Thin film nanostructured photovoltaic cells are increasing in efficiency and decreasing the cost of solar energy. FDTD modeling of branched nanowire 'forests' are shown to have improved optical absorption in the visible and near-IR spectra over nanowire arrays alone, with a factor of 5 enhancement available at 1000 nm. Alternate BNW tree configurations are presented, achieving a maximum absorption of over 95% at 500 nm.

©2013 Optical Society of America

1. Introduction

Affordable solar power is an attractive prospect for a number of reasons, including the declining availability of nonrenewable fossil fuels. In order to make solar energy viable on a large scale, the efficiency of photovoltaic cells must increase or the cost of production and materials must decrease below the current $1.50 per Watt of polycrystalline silicon PV cells [1]. Thin film photovoltaic cells demonstrate the prospects of increasing efficiency and decreasing material costs [2, 3]. In February 2013, the best single junction Si thin film solar cell achieved 10.7% efficiency [4]. In contrast, new research in solar cells using nanowire structures have a proven efficiency of 8.40% and branched nanowire devices may exceed that, based on increased optical absorption [57]. Research in nanowire (NW) and branched nanowire (BNW) Si solar cells is still relatively new compared to thin film bulk solar cells.

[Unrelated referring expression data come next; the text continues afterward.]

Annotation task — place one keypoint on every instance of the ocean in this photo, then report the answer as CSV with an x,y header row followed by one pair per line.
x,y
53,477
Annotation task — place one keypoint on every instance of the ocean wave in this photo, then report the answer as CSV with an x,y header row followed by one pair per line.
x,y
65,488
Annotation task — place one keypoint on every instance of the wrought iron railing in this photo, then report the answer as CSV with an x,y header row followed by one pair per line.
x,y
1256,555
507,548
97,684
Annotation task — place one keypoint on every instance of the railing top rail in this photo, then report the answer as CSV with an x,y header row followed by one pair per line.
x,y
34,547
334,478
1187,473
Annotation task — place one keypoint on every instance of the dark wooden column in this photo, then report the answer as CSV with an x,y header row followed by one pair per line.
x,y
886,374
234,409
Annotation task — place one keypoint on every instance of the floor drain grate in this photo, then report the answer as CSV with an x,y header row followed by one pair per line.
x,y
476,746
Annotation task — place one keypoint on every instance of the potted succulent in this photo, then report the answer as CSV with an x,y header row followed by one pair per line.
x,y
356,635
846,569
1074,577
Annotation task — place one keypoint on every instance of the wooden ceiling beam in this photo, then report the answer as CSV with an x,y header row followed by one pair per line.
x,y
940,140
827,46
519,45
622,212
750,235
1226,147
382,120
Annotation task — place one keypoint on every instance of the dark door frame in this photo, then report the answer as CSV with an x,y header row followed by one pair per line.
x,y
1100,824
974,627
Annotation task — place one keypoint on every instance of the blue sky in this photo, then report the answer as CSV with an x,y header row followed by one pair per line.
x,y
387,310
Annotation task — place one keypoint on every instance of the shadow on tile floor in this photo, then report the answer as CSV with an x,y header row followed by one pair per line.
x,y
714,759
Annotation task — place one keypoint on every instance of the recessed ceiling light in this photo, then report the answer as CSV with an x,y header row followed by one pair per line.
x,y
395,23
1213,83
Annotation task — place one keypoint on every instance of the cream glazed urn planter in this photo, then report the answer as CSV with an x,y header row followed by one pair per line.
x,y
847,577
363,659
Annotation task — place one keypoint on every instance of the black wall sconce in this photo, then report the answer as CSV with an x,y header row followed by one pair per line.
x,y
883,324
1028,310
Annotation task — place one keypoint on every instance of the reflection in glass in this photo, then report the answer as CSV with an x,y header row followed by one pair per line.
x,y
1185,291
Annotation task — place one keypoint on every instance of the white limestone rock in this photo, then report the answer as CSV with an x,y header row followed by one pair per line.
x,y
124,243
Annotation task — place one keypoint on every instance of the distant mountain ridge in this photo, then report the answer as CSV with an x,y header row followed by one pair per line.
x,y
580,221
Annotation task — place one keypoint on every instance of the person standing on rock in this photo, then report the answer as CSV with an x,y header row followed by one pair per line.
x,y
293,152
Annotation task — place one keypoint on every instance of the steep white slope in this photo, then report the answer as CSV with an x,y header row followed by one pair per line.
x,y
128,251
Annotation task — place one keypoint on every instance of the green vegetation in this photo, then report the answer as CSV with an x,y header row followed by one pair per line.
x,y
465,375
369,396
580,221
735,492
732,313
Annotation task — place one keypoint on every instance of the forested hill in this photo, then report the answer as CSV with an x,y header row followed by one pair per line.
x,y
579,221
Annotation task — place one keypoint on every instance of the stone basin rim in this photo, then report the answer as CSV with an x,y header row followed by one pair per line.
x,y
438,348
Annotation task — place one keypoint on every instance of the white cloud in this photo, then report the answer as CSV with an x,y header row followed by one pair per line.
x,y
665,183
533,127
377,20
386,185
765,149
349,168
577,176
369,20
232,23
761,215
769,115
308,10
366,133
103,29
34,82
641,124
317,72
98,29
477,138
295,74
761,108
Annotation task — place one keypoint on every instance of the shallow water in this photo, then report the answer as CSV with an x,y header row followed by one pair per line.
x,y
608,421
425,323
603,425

Besides cell efficiency, there are differences between the materials and processing of planar and nanowire solar cells. In planar Si devices, as shown in Fig. 1(a), high purity single-crystal Si is required in order to maximize absorption of the incident solar radiation and achieve sufficiently long minority carrier diffusion lengths. Planar cells that use (less expensive) materials with a higher level of impurities and crystalline defects typically leads to a reduction in the minority carrier diffusion length and thus reduced cell efficiency. The p-n junctions in the nanowire arrays are radial, as shown in Fig. 1(b), with very short diffusion distances. This configuration allows the use of less expensive materials with higher level of impurities and crystalline defects. Si NW arrays occupy a fraction of the array volume with wafer based devices and have shown to exceed the ray-optics light-trapping absorption limit of an equivalent volume of textured planar Si. Si nanowire cells show a broadband, near unity internal quantum efficiency for carrier generation because of relatively short diffusion lengths for the minority carriers [2]. Maximizing efficiency requires that the wire array provide high absorption and be sized for efficient carrier collection.

 figure: Fig. 1

Fig. 1 Light and carrier interactions in Si junctions (a) planar junction, (b) radial junction.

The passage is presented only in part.